Juan Pablo

Personal information
- Full name: Juan Pablo Ruiz Pérez
- Date of birth: 5 November 1982 (age 42)
- Place of birth: La Puebla del Río, Spain
- Height: 1.90 m (6 ft 3 in)
- Position(s): Centre-forward

Youth career
- Betis

Senior career*
- Years: Team / Apps / (Gls)
- 2001: Betis B / 1 / (0)
- 2001: Portuense
- 2002: Hellín
- 2002–2003: Dos Hermanas
- 2003–2004: Écija / 5 / (0)
- 2004: Lucentino / 12 / (4)
- 2004–2005: Sporting Mahonés / 38 / (23)
- 2005–2006: Algeciras / 36 / (14)
- 2006–2008: Sevilla B / 63 / (12)
- 2008–2009: Cartagena / 31 / (9)
- 2010: Valencia B / 13 / (2)
- 2010–2012: Écija / 66 / (16)
- Total:  / 265 / (80)

= Juan Pablo (footballer, born 1982) =

Spanish footballer

Juan Pablo Ruiz Pérez (born 5 November 1982), known as Juan Pablo, is a Spanish former footballer who played as a centre-forward.

==Club career==
Juan Pablo was born in La Puebla del Río, Province of Seville. During his early career, spent mainly in the lower leagues, he – an unsuccessful Real Betis youth graduate – represented Betis B, Racing Club Portuense, Hellín Deportivo, Dos Hermanas CF, Écija Balompié, Atlético Lucentino, CF Sporting Mahonés, Algeciras CF and Sevilla Atlético. With the latter, he made his Segunda División debut in the 2007–08 season, scoring four goals in 30 games as the Andalusians retained their status in their debut campaign in the competition.

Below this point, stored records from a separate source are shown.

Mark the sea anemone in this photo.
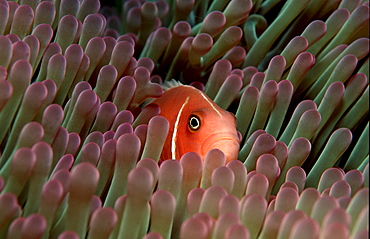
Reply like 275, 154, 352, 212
0, 0, 368, 238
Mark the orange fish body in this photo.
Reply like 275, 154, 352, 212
151, 85, 240, 163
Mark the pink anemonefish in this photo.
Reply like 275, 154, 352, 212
151, 83, 240, 164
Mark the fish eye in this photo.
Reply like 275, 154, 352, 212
188, 115, 201, 131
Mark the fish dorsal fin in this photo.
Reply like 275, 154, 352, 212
161, 79, 183, 91
141, 80, 183, 108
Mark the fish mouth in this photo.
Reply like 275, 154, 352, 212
201, 132, 240, 163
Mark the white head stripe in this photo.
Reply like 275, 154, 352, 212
199, 92, 223, 118
171, 97, 189, 159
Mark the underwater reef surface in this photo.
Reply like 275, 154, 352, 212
0, 0, 368, 238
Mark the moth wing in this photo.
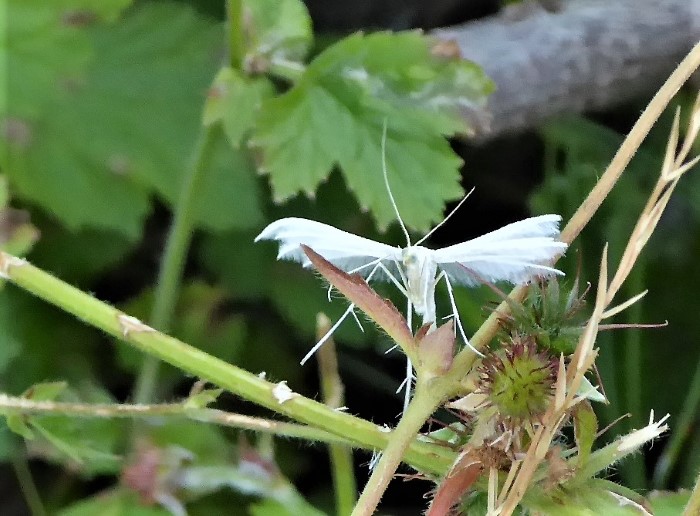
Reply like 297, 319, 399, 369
433, 215, 567, 286
255, 217, 402, 280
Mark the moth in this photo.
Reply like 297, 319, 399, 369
255, 129, 567, 409
255, 212, 567, 354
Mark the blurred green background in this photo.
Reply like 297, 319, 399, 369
1, 0, 699, 514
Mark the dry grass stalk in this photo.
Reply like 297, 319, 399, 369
495, 92, 700, 516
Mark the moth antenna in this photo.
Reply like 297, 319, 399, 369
381, 120, 411, 247
416, 186, 476, 246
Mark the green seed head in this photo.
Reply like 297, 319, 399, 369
478, 334, 557, 422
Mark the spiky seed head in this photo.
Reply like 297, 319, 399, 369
478, 334, 557, 423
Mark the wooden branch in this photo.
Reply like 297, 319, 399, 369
433, 0, 699, 140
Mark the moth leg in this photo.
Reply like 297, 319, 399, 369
374, 261, 409, 298
403, 356, 414, 413
300, 260, 384, 365
439, 272, 485, 358
300, 303, 357, 365
400, 299, 415, 413
350, 308, 365, 332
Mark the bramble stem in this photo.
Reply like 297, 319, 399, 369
0, 252, 453, 476
352, 380, 442, 515
0, 393, 353, 446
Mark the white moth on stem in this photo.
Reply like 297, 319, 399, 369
255, 125, 567, 410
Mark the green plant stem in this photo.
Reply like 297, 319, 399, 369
268, 57, 306, 83
133, 128, 216, 405
683, 469, 700, 516
351, 379, 442, 516
0, 253, 453, 475
11, 450, 46, 516
226, 0, 245, 70
316, 318, 356, 516
0, 394, 352, 446
654, 347, 700, 487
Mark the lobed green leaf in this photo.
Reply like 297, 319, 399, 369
255, 31, 494, 232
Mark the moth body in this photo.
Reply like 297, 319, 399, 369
401, 246, 438, 321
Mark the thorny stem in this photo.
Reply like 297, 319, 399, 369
0, 394, 353, 446
0, 254, 454, 475
352, 379, 442, 516
133, 127, 217, 405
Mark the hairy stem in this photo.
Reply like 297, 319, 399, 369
352, 380, 441, 515
133, 127, 216, 405
0, 253, 454, 475
0, 394, 353, 446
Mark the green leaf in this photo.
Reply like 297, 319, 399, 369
242, 0, 312, 65
23, 381, 68, 401
3, 0, 94, 118
148, 420, 231, 464
28, 218, 136, 284
203, 67, 275, 148
255, 31, 493, 232
184, 387, 224, 409
649, 491, 692, 515
573, 401, 598, 466
58, 489, 170, 516
19, 386, 124, 475
2, 0, 141, 234
5, 412, 34, 439
193, 126, 263, 232
526, 481, 652, 515
4, 3, 248, 237
0, 289, 104, 393
30, 419, 122, 473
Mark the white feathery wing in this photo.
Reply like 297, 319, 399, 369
433, 214, 567, 286
254, 217, 403, 278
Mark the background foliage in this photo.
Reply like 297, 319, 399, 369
1, 0, 699, 514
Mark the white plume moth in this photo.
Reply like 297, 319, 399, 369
255, 127, 567, 409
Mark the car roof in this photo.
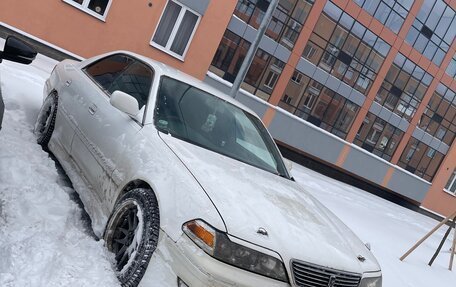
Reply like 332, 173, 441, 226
110, 50, 260, 118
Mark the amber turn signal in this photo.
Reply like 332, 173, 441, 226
183, 220, 216, 251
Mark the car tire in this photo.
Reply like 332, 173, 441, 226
34, 92, 58, 147
104, 188, 160, 287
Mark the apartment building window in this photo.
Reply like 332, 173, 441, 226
419, 84, 456, 146
234, 0, 314, 50
243, 52, 285, 100
283, 94, 293, 104
354, 113, 404, 161
303, 45, 316, 59
63, 0, 112, 20
264, 71, 279, 89
446, 54, 456, 78
445, 170, 456, 194
278, 72, 360, 139
375, 53, 433, 122
398, 138, 445, 182
406, 0, 455, 66
291, 71, 304, 84
302, 1, 390, 95
353, 0, 413, 33
210, 30, 249, 80
152, 0, 200, 59
210, 30, 284, 101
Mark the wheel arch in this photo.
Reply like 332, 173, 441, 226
116, 179, 157, 205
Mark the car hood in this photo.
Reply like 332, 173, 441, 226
160, 134, 380, 274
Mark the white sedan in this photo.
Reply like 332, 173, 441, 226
35, 51, 382, 287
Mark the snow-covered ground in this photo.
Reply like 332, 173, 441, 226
0, 49, 120, 286
292, 165, 456, 286
0, 46, 455, 286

In the summer of 2008, Juan Pablo joined FC Cartagena of Segunda División B. On 24 May 2009, he netted the deciding goal at CD Alcoyano (2–2, 4–3 aggregate win) as the Murcian side, under their new denomination, promoted to the second division for the first time ever.

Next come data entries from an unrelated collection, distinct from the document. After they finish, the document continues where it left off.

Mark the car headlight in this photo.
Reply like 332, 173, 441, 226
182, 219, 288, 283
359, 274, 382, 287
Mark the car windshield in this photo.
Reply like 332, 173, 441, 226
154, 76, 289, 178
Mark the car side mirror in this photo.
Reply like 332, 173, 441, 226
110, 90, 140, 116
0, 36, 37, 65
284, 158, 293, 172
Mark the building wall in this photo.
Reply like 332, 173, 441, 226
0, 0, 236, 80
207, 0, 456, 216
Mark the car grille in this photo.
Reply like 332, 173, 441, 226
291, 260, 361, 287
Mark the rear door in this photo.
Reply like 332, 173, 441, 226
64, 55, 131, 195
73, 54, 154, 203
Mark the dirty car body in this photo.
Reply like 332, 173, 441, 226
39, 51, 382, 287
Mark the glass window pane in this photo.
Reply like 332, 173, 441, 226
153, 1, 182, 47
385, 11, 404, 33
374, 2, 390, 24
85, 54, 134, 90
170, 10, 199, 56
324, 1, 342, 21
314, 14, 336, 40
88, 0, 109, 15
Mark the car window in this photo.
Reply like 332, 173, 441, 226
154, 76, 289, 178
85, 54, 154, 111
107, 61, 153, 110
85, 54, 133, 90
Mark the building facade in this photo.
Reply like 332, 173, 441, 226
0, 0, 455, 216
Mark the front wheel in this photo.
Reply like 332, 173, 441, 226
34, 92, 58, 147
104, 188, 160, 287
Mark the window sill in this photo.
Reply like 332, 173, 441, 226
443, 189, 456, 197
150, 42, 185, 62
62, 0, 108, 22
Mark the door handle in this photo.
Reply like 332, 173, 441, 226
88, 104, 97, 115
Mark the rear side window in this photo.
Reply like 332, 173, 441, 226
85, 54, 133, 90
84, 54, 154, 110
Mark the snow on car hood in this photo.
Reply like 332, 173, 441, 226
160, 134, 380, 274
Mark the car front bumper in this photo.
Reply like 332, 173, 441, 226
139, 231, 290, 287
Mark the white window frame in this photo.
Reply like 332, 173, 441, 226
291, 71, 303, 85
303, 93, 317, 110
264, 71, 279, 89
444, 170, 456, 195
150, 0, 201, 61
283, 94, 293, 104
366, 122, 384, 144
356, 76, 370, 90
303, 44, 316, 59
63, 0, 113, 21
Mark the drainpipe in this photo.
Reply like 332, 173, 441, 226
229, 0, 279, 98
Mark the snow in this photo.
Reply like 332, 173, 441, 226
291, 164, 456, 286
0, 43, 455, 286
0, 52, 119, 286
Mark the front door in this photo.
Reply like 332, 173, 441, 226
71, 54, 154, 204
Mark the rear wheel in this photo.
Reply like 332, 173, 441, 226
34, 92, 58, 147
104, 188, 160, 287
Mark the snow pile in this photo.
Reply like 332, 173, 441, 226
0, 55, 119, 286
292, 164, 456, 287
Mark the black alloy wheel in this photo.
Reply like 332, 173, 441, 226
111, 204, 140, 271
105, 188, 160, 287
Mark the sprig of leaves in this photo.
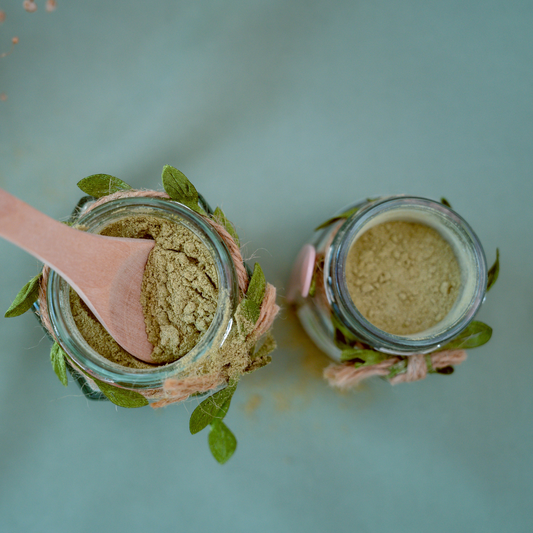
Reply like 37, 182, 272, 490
213, 206, 240, 246
209, 420, 237, 464
340, 347, 391, 367
331, 314, 359, 350
162, 165, 206, 215
487, 249, 500, 292
50, 342, 68, 387
4, 272, 42, 318
189, 381, 238, 464
315, 206, 360, 231
237, 263, 267, 327
252, 331, 276, 360
440, 321, 492, 351
77, 174, 132, 198
92, 377, 149, 408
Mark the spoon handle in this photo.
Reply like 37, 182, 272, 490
0, 188, 143, 288
0, 188, 103, 276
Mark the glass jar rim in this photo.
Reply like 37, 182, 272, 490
46, 196, 239, 389
326, 196, 487, 354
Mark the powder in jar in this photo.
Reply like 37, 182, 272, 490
345, 221, 461, 335
70, 215, 219, 367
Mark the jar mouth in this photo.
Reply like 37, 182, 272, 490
47, 197, 239, 389
327, 196, 487, 354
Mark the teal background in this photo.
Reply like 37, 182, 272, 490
0, 1, 532, 531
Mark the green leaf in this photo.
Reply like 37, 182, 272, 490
487, 248, 500, 292
239, 263, 267, 324
315, 206, 359, 231
252, 332, 276, 360
308, 272, 317, 297
340, 347, 391, 367
77, 174, 132, 198
92, 377, 149, 408
386, 358, 408, 380
441, 321, 492, 351
161, 165, 205, 215
50, 342, 68, 387
331, 314, 359, 350
208, 419, 237, 464
441, 197, 452, 208
4, 273, 42, 318
246, 263, 266, 307
213, 207, 240, 246
189, 381, 238, 435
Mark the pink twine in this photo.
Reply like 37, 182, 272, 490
324, 349, 467, 389
205, 218, 248, 295
324, 357, 400, 390
250, 283, 280, 341
150, 374, 225, 409
38, 266, 54, 340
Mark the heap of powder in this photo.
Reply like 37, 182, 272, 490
345, 221, 461, 335
70, 215, 219, 367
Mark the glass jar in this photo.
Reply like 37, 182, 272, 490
289, 196, 487, 361
38, 195, 239, 400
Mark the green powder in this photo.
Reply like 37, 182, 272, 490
70, 215, 219, 367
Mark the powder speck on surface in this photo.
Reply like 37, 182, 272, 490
70, 215, 219, 366
346, 221, 461, 335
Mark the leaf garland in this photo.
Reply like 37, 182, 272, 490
161, 165, 206, 215
4, 273, 42, 318
487, 248, 500, 292
50, 342, 68, 387
6, 166, 272, 465
77, 174, 132, 198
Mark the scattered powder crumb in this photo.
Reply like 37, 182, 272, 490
346, 221, 461, 335
70, 215, 219, 367
244, 393, 262, 415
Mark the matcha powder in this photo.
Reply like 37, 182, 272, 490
70, 215, 219, 367
346, 221, 461, 335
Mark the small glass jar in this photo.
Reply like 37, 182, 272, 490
39, 195, 239, 400
289, 196, 487, 361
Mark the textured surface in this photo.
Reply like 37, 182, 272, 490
0, 1, 532, 532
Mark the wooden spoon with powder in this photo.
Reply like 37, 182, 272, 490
0, 188, 156, 362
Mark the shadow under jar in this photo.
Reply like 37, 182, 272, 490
38, 195, 239, 401
289, 196, 487, 362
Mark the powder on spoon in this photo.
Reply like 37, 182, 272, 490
345, 221, 461, 335
70, 215, 219, 367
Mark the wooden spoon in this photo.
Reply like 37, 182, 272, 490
0, 188, 156, 362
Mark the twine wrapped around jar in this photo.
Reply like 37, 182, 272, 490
323, 350, 467, 390
36, 188, 280, 407
290, 196, 498, 391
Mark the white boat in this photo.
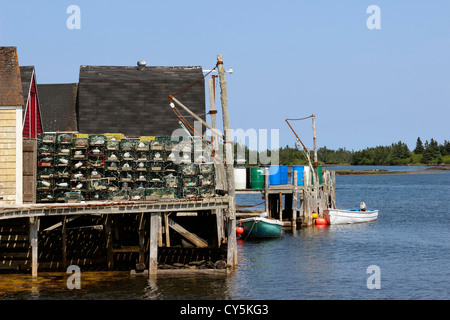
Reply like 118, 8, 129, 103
324, 208, 379, 225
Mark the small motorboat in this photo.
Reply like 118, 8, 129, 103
324, 202, 379, 225
238, 213, 284, 238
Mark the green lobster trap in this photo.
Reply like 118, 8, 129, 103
37, 167, 54, 179
56, 145, 71, 156
55, 167, 70, 178
89, 190, 108, 201
109, 189, 129, 201
89, 168, 104, 179
182, 187, 199, 199
149, 150, 165, 162
135, 161, 148, 172
72, 160, 87, 171
56, 133, 74, 145
89, 134, 106, 146
105, 160, 120, 171
120, 138, 138, 151
37, 155, 54, 167
119, 171, 135, 183
87, 155, 105, 168
136, 140, 150, 152
106, 138, 120, 150
39, 132, 56, 144
149, 161, 164, 172
182, 176, 198, 187
88, 146, 105, 156
37, 143, 55, 155
55, 155, 70, 167
144, 188, 178, 201
199, 185, 215, 198
71, 180, 89, 192
37, 179, 53, 190
73, 136, 89, 149
179, 163, 199, 176
129, 189, 145, 201
90, 178, 109, 191
198, 173, 215, 186
163, 174, 179, 188
105, 150, 120, 161
64, 191, 84, 203
120, 161, 134, 171
150, 140, 164, 151
199, 163, 214, 174
55, 178, 70, 190
36, 191, 54, 203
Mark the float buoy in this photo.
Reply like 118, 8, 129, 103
311, 213, 318, 219
315, 218, 328, 226
236, 226, 244, 236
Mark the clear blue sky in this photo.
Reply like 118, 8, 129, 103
1, 0, 449, 151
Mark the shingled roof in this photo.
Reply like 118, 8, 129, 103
77, 65, 206, 137
0, 47, 24, 106
37, 83, 78, 132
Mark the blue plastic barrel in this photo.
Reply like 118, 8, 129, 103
280, 165, 288, 184
269, 166, 281, 185
292, 166, 305, 185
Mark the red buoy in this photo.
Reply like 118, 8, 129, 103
236, 226, 244, 236
315, 218, 328, 226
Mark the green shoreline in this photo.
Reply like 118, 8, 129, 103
332, 165, 449, 175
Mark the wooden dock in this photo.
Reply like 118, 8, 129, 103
0, 197, 230, 277
236, 168, 336, 229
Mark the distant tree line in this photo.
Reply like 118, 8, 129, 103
232, 138, 450, 166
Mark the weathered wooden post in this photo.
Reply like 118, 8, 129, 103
105, 215, 114, 269
264, 167, 269, 214
209, 75, 226, 247
217, 54, 237, 269
149, 212, 161, 278
29, 217, 39, 277
292, 170, 298, 230
62, 215, 67, 269
312, 114, 319, 187
138, 213, 145, 265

After initially refusing to renew his link and wanting a buyout, which eventually led to his demotion to reserves Cartagena La Unión (only for training), Juan Pablo finally accepted, and was reinstated by Cartagena in January 2010. On the 29th, however, he was released, joining Valencia CF's reserves shortly after.

In August 2010, after his last team's relegation, Juan Pablo continued his career in the third tier, returning to former club Écija. He retired at the age of only 30 after becoming despondent with the sport, later working as manager and personal driver of bullfighter Morante de la Puebla.